Interesting. I find that part of the paper the most exciting. We always knew selection would happen for valuable traits. But seeing demonstrations of it in the timelines we have is pretty important.

[−] asdff 28d ago
Makes you wonder what is being selected for currently.
[−] Metacelsus 29d ago
See also the press release: https://hms.harvard.edu/news/massive-ancient-dna-study-revea...

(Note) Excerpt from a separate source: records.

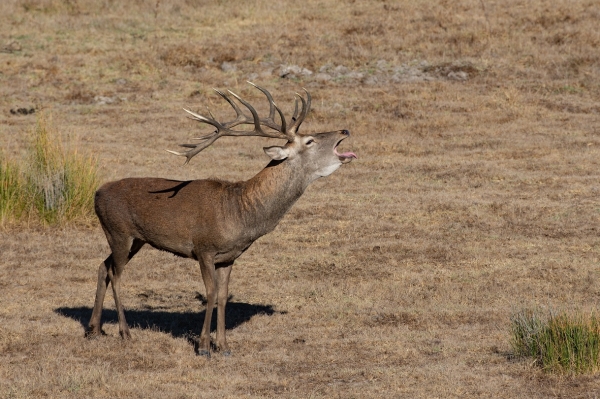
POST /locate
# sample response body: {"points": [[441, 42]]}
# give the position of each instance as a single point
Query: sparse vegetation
{"points": [[564, 342], [55, 183], [477, 188]]}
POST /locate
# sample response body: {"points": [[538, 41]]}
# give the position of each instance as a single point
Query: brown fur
{"points": [[211, 221]]}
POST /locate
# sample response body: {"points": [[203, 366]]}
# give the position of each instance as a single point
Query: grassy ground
{"points": [[476, 193]]}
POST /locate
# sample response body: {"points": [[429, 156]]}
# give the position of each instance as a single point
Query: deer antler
{"points": [[279, 131]]}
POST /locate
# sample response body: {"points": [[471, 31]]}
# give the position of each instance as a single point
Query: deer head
{"points": [[317, 152]]}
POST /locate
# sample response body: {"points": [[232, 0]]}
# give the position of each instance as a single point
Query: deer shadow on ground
{"points": [[178, 324]]}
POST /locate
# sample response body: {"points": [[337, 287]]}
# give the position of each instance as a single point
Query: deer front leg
{"points": [[223, 272], [207, 268], [94, 327]]}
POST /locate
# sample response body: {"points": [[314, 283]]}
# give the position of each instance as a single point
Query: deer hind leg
{"points": [[110, 271], [223, 272]]}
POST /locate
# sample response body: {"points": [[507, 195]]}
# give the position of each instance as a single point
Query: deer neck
{"points": [[270, 194]]}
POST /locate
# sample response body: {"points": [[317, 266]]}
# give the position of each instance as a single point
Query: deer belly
{"points": [[231, 254]]}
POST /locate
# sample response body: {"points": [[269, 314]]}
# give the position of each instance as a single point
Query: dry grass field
{"points": [[476, 194]]}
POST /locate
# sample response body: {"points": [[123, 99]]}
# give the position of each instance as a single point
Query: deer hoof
{"points": [[204, 352]]}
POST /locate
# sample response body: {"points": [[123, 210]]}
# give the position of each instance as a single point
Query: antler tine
{"points": [[305, 108], [241, 118], [270, 121], [295, 109], [225, 128], [195, 148]]}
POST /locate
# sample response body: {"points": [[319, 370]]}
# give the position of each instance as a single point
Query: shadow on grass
{"points": [[178, 324]]}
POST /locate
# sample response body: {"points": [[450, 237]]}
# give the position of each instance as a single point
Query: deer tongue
{"points": [[345, 155]]}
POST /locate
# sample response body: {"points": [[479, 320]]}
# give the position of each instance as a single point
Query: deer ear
{"points": [[276, 153]]}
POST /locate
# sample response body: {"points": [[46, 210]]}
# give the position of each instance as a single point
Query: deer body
{"points": [[211, 221]]}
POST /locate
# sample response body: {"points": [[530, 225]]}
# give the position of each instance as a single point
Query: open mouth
{"points": [[344, 157]]}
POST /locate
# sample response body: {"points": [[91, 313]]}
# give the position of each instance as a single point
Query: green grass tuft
{"points": [[10, 190], [55, 185], [565, 343]]}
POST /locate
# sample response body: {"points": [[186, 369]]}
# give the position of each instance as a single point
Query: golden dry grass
{"points": [[476, 193]]}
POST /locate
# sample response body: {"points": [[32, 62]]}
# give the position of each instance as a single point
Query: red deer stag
{"points": [[212, 221]]}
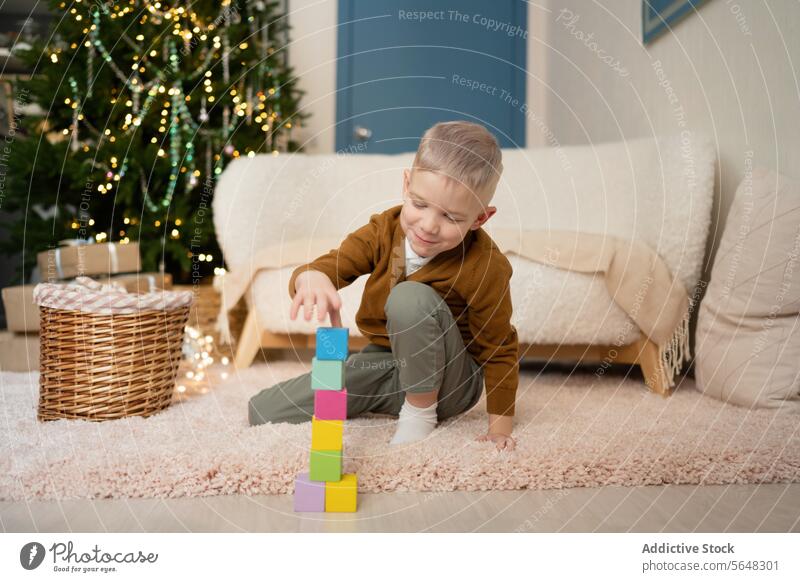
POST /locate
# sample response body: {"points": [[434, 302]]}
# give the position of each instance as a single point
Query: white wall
{"points": [[312, 53], [731, 67]]}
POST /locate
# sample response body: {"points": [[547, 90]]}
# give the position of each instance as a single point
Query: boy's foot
{"points": [[414, 423]]}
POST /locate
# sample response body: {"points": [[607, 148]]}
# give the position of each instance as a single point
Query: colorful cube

This study covers about 10,000 years of recent human evolution in Europe and West Asia.

From the abstract:

>in the past ten millennia, we find that many hundreds of alleles have been affected by strong directional selection. We also document one-standard-deviation changes on the scale of modern variation in combinations of alleles that today predict complex traits. This includes decreases in predicted body fat and schizophrenia, and increases in measures of cognitive performance. These effects were measured in industrialized societies, and it remains unclear how these relate to phenotypes that were adaptive in the past. We estimate selection coefficients at 9.7 million variants, enabling study of how Darwinian forces couple to allelic effects and shape the genetic architecture of complex traits.

[−] bcjdjsndon 29d ago
How did they decide what made a trait adaptive?
[−] MarkusQ 29d ago
The didn't decide, they observed; consistent directional pressure over thousands of years is strong evidence that an allele is being selected for.
[−] bonsai_spool 29d ago
Here's the paper - we ideally shouldn't be linking to PDFs of these things but it's paywalled https://www.nature.com/articles/s41586-026-10358-1
[−] shadowtree 29d ago
Blank Slate hypothesis is now officially refuted, correct?

Different evolutionary paths between races/regions, with impact on mental health and cognitive performance.

[−] damnitbuilds 29d ago
I always knew I was smarter than my parents.